Elle connaissait trop bien les nuits de montagne. Bientôt, l'aube d'un bleu pâle se lèverait à l'horizon et la vallée s'illuminerait lentement du soleil. Mourir ici ne serait peut-être pas une si mauvaise chose. Elle se souvenait que, lorsqu'elle s'était réincarnée et était arrivée dans ce monde, la première chose qu'elle avait vue en s'éveillant avait été le paysage de cette vallée.
Nous venons de quelque part et nous y retournons ; la vie et la mort sont un cycle, rien de plus.
L'arôme du porridge flottait dans la pièce. Il lui sembla apercevoir à nouveau la silhouette affairée de Yuepo dans la cuisine. Dix jours… si courts, et pourtant si précieux. Elle regrettait de ne pas être restée quelques jours de plus. Si les émotions dans les yeux de Yuepo n'avaient pas été si intenses, si bouleversantes qu'elles l'effrayaient, si elle n'avait pas dormi si profondément chaque nuit, sans aucune surveillance, elle serait peut-être vraiment restée.
« Vous êtes réveillé, jeune maître ? » Les yeux de Lan Cui étaient légèrement rouges, comme si elle avait pleuré.
« Pourquoi pleures-tu ? Je ne suis pas encore mort », dit Yongye calmement.
Lorsque Li Yannian l'a amenée ici, elle a vu le regard fuyant de Lan Cui.
L'apparition de Lan Cui ne la surprit pas. Dans l'État de Chen, le Maître de la Beauté avait déclaré que la seule erreur du prince Duan avait été de trop faire confiance aux femmes.
Cependant, Yihong et le commandant Lin ne l'avaient pas trahie. Elle savait qu'ils étaient soit tombés aux mains du royaume Chen, soit avaient été victimes d'un accident. Sinon, pourquoi ne seraient-ils pas revenus après son long séjour au royaume d'An
?
Lan Cui était assis en face d'elle, n'osant pas la regarder.
« Comment avons-nous trouvé un endroit aussi magnifique ? »
Lan Cui murmura : « Mon mari a découvert cet endroit il y a de nombreuses années. Il pensait qu'il était isolé, alors il y a construit des maisons il y a longtemps. Je suis arrivée il y a trois jours. »
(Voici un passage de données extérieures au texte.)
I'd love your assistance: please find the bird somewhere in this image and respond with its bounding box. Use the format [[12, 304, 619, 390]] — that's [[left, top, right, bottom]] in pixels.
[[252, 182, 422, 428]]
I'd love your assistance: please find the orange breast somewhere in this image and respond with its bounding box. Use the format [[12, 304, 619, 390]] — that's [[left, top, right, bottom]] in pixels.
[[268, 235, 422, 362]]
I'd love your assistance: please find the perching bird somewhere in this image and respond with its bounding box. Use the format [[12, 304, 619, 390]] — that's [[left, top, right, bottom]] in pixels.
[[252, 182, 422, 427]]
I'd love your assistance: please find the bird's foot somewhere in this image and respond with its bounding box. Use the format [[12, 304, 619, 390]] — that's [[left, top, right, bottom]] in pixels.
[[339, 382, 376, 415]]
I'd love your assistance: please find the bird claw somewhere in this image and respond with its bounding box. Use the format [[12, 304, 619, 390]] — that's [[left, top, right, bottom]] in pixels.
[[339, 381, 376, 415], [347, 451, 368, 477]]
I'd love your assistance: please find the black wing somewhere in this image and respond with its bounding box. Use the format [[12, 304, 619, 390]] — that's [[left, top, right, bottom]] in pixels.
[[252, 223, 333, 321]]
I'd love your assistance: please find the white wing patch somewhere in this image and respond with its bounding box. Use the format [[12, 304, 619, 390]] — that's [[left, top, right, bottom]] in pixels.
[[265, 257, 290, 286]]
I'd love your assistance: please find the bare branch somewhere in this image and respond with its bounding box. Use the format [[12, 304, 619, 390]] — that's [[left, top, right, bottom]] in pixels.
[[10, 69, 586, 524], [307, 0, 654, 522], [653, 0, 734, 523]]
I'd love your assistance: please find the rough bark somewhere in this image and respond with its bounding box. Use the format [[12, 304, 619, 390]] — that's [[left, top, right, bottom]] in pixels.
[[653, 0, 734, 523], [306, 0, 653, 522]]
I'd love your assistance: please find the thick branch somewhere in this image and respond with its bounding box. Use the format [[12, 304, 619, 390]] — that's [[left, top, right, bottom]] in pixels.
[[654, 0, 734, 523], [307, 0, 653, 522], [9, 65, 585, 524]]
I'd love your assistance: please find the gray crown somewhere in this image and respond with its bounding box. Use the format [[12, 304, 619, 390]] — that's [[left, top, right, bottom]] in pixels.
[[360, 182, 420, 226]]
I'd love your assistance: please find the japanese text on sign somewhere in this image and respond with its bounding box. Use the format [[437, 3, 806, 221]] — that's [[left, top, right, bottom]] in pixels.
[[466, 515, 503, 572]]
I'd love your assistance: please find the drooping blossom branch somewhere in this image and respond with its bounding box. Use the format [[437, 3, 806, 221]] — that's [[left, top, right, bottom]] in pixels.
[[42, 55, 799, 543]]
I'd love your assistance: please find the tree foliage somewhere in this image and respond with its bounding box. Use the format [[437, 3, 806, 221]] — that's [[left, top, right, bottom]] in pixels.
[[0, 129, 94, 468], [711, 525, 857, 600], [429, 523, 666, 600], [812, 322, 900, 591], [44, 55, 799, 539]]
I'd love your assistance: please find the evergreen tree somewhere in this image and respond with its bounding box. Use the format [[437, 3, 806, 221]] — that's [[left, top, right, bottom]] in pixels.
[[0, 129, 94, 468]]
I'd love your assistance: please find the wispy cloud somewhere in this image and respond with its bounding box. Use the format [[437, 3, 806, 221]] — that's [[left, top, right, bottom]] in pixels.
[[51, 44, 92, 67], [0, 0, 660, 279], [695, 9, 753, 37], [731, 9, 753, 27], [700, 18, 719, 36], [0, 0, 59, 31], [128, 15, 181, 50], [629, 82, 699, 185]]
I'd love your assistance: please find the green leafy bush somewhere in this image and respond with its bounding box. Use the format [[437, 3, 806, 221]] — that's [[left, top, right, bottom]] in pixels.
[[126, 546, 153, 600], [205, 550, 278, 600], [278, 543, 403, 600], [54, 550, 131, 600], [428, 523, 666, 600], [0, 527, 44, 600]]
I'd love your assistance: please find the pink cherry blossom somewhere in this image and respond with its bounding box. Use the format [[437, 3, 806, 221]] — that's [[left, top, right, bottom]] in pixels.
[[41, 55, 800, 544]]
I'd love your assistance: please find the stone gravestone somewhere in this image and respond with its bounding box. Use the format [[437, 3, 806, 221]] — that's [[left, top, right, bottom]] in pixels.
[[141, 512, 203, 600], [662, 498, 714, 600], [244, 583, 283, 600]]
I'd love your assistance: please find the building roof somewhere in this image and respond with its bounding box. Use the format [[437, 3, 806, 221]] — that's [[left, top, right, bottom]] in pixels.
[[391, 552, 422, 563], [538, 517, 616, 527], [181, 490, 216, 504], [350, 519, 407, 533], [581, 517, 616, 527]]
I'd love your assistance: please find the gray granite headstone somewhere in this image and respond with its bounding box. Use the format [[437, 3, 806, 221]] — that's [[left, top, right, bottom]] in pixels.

Il y a trois jours ? « Les gens de la résidence du prince Duan n'ont-ils pas remarqué votre disparition ? »
Une pointe de honte traversa le regard de Lan Cui lorsqu'elle murmura : « Votre Altesse ne me connaît pas… »
Oui, mon père pensait qu'elle était une orpheline qu'il avait recueillie après la bataille du col de Sanyu et élevée au palais royal. C'est pourquoi il se sentait à l'aise de la placer auprès de Li Yannian. En réalité, il est impossible de tout prévoir dans ce monde.
Yongye a dit nonchalamment : « Remonte un peu mon oreiller. J'ai mal au cou à force de rester allongé à regarder par la fenêtre. »
Lan Cui ne bougea pas et murmura, la tête baissée : « Mon mari… il a dit qu’il ne pouvait pas s’approcher de toi et que tu devais attendre son retour pour obtenir ce que tu désires. Avant son retour, tu ne peux écouter personne. »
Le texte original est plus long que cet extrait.